Top NY judge hands yet another gift to violent criminals at the expense of law-abiding citizens
· New York PostNew York laws are already badly skewed to keep even violent thugs out of jail and prison, but that’s not good enough for Chief Judge Rowan Wilson and the state’s pro-criminal bench.
On Monday, the courts announced yet another gift to the thugs: Criminal and family-court judges will have to visit a “prison, jail, or other detention facility” at least once a year, starting Jan. 1, 2028.
New York, as usual, will be the only state in the nation with such a wacky, pro-criminal rule.
(It’s also the only state that bans judges from considering the danger a perp poses to the community when weighing whether to release him or her on bail.)
The new rule “keeps judges better connected to what transpires after sentencing,” Wilson preens.
What an insult to New York’s jurists, who overwhelmingly know perfectly well what prison is like.
Indeed, the rules already require quadrennial visits by judges — and they can go more often if they like.
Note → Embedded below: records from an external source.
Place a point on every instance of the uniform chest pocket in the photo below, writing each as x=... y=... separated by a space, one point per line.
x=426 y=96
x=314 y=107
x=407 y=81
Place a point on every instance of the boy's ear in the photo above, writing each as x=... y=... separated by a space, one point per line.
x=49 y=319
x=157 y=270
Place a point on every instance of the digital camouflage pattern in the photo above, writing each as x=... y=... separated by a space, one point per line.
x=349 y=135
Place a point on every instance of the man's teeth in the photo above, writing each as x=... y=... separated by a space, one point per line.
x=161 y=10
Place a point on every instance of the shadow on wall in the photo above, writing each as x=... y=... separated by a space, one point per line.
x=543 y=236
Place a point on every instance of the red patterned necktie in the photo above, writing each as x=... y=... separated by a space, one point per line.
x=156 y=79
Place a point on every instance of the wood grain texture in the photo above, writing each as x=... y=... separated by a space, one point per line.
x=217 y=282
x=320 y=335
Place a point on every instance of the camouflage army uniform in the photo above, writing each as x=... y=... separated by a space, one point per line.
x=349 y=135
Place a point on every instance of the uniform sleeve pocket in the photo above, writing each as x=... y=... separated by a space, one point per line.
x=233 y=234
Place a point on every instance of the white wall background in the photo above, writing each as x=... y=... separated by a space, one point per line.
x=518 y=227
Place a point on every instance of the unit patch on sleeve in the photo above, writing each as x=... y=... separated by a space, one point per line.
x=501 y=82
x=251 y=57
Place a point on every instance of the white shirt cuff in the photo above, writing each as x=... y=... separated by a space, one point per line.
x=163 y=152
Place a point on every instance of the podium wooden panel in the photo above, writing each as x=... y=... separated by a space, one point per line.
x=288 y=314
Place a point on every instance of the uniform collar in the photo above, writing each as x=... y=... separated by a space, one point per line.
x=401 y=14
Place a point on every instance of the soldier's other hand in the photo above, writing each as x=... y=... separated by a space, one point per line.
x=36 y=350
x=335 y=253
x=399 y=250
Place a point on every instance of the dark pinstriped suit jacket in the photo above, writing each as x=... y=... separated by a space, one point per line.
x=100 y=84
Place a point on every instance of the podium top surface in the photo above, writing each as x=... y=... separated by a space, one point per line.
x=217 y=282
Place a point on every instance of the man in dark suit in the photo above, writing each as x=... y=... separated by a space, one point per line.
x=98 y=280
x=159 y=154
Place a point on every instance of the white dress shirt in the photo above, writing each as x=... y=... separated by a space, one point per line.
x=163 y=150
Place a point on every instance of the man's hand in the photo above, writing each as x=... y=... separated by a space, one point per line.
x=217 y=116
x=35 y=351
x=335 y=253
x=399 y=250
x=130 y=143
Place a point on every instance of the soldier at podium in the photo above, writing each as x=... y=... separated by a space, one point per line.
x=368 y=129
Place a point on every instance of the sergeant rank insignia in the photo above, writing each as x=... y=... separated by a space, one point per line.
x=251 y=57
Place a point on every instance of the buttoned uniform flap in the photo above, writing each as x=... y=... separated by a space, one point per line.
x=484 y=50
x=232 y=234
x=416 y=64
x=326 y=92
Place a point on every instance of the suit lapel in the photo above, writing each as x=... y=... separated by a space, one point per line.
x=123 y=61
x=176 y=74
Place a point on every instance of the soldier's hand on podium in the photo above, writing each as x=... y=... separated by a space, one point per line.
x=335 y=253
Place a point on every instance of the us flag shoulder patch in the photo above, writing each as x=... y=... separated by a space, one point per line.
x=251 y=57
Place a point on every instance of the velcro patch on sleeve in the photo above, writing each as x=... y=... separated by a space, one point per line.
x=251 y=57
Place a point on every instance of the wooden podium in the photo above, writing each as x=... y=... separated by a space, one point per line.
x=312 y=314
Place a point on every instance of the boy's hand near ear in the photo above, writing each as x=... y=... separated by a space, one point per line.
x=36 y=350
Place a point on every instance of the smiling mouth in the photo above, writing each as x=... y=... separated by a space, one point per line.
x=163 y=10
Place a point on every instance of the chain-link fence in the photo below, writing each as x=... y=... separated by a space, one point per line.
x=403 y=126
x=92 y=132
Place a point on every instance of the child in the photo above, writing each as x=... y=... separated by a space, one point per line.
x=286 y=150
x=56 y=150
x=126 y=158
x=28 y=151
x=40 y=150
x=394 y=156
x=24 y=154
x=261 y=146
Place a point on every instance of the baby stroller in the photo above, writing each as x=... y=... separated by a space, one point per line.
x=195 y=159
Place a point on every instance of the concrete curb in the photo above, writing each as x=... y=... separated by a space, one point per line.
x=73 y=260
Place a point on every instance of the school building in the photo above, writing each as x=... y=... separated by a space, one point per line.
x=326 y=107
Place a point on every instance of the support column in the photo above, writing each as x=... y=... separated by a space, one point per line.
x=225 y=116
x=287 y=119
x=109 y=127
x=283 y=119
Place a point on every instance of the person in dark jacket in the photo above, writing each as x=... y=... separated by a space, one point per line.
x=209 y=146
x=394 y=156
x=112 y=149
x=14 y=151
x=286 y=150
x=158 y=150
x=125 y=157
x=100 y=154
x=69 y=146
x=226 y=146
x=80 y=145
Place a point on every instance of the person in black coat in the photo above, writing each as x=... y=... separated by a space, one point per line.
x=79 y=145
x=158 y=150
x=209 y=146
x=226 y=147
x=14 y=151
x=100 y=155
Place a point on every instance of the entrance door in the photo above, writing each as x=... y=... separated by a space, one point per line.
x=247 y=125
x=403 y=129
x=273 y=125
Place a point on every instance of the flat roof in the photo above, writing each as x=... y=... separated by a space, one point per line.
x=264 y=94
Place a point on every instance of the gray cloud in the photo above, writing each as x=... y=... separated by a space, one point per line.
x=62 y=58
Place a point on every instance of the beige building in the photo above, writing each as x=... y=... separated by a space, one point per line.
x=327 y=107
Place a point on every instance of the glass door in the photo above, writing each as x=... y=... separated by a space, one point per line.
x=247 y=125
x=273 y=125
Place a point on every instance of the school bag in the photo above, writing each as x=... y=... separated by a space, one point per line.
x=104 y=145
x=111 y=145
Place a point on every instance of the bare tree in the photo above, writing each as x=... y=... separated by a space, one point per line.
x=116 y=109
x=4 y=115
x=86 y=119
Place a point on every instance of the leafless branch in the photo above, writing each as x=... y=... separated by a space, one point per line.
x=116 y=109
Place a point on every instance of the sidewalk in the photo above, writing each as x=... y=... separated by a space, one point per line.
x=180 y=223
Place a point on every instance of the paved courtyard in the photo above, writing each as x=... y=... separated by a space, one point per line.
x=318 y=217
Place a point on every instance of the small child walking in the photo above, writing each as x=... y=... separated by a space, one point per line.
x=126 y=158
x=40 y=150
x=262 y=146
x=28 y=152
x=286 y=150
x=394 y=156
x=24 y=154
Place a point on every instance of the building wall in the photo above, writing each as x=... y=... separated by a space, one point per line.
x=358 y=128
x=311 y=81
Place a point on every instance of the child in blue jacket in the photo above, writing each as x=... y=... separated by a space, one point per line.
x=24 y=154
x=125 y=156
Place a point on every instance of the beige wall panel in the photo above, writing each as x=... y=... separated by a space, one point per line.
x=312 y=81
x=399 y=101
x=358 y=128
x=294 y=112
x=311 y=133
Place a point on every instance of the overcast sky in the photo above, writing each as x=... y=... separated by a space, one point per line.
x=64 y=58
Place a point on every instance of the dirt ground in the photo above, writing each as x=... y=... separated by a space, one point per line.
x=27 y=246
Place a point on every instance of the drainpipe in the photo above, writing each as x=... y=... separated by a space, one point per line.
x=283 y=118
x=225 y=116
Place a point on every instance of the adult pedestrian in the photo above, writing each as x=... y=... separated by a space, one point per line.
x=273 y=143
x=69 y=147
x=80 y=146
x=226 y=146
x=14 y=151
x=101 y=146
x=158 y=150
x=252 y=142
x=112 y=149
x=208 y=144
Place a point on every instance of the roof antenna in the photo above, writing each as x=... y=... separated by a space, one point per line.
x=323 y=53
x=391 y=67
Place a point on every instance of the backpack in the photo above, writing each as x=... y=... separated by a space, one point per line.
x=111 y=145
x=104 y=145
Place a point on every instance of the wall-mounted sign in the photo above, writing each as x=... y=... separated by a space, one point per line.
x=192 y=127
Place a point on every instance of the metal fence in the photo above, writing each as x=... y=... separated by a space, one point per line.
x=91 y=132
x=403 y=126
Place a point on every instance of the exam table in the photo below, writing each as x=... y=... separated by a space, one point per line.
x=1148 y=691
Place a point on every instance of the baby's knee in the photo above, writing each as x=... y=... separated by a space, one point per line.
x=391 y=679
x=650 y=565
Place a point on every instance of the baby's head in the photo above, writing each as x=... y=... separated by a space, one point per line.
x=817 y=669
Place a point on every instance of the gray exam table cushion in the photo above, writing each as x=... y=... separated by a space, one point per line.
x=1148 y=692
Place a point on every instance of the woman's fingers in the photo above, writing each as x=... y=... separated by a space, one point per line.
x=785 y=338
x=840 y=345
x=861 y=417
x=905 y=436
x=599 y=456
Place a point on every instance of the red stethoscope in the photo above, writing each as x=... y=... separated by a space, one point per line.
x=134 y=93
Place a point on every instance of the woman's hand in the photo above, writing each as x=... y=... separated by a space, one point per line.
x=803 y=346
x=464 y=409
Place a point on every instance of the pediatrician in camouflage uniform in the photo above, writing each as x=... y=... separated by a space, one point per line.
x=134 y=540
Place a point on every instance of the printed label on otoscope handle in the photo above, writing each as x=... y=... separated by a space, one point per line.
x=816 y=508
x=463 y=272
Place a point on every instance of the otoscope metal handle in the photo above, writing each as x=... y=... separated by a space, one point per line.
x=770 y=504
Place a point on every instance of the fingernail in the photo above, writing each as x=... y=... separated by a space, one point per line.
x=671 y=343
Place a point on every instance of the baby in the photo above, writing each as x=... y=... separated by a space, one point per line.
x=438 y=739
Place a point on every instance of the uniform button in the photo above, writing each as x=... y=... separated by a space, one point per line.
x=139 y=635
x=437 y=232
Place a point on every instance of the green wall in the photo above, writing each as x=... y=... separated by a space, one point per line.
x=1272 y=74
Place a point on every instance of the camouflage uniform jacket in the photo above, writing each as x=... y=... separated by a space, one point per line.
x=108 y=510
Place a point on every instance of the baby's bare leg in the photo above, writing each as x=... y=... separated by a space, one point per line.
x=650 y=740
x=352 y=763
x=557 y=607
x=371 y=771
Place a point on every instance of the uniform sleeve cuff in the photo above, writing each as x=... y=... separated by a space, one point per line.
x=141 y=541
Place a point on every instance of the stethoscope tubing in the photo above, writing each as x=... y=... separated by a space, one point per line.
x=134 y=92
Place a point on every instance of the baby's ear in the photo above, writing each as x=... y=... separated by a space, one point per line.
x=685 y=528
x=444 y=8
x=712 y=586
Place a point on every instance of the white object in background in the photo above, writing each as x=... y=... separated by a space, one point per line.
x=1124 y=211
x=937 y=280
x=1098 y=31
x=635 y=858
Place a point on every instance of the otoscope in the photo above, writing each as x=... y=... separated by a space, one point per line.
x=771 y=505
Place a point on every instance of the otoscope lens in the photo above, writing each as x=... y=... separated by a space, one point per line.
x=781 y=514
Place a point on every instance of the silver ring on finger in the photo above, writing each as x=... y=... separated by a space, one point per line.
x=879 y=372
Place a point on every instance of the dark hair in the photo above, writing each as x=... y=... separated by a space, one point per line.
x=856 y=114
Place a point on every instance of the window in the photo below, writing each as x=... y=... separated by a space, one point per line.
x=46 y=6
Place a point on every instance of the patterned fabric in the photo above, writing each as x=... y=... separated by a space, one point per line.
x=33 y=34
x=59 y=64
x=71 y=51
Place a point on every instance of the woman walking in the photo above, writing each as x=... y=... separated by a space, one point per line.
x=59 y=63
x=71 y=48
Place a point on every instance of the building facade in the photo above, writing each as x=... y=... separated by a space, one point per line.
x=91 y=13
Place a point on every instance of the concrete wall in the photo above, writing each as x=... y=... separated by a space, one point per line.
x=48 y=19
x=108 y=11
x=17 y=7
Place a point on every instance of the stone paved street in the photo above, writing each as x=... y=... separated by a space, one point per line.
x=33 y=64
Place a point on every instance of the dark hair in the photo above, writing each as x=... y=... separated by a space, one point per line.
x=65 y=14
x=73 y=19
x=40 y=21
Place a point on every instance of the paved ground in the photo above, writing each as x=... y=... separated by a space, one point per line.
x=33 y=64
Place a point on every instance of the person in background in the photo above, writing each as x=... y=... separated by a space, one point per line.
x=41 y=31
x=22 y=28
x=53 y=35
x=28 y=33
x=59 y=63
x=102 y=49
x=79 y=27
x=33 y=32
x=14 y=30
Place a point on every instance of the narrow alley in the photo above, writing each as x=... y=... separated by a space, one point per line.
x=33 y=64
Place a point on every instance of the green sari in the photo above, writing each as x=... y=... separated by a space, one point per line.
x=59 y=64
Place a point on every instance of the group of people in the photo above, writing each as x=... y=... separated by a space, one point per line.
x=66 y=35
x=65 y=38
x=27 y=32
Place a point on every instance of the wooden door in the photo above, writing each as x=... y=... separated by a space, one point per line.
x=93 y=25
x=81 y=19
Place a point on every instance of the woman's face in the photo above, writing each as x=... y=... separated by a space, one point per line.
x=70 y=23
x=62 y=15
This is also a fresh slap to crime and domestic-violence victims: Why not not require judges to spend some time with them?
Make sure jurists know what “transpires” with a subway-assault survivor, a store clerk robbed at gunpoint or the grieving family of a murder victim.
Ramon Acavedo, beaten with a hammer and nearly killed in a 2020 attack at a Chelsea Gristedes, fumed that judges don’t have “to see the harm done to victims and families,” adding that he’s “grateful I’m still alive.’’
Yes, this might make the judges more sympathetic to victims and more likely to toughen sentencing — the opposite of what Rowan & Co. aim to do.
“Justice may be depicted as blind but should not blind itself to reality,” Wilson lectures about a new rule that’s an obvious push for lighter sentences.
Advocates for the “reform” admit that all evidence shows that engaging with convicts boosts sympathy for them.
Which is why pro-every-defendant groups like the Legal Aid Society are cheering.
Hard-left lawmakers forced Gov. Kathy Hochul to tap Wilson because they saw him as reliably liberal and pro-criminal, and not impartial.
He’s delivering — at the expense of law-abiding New Yorkers.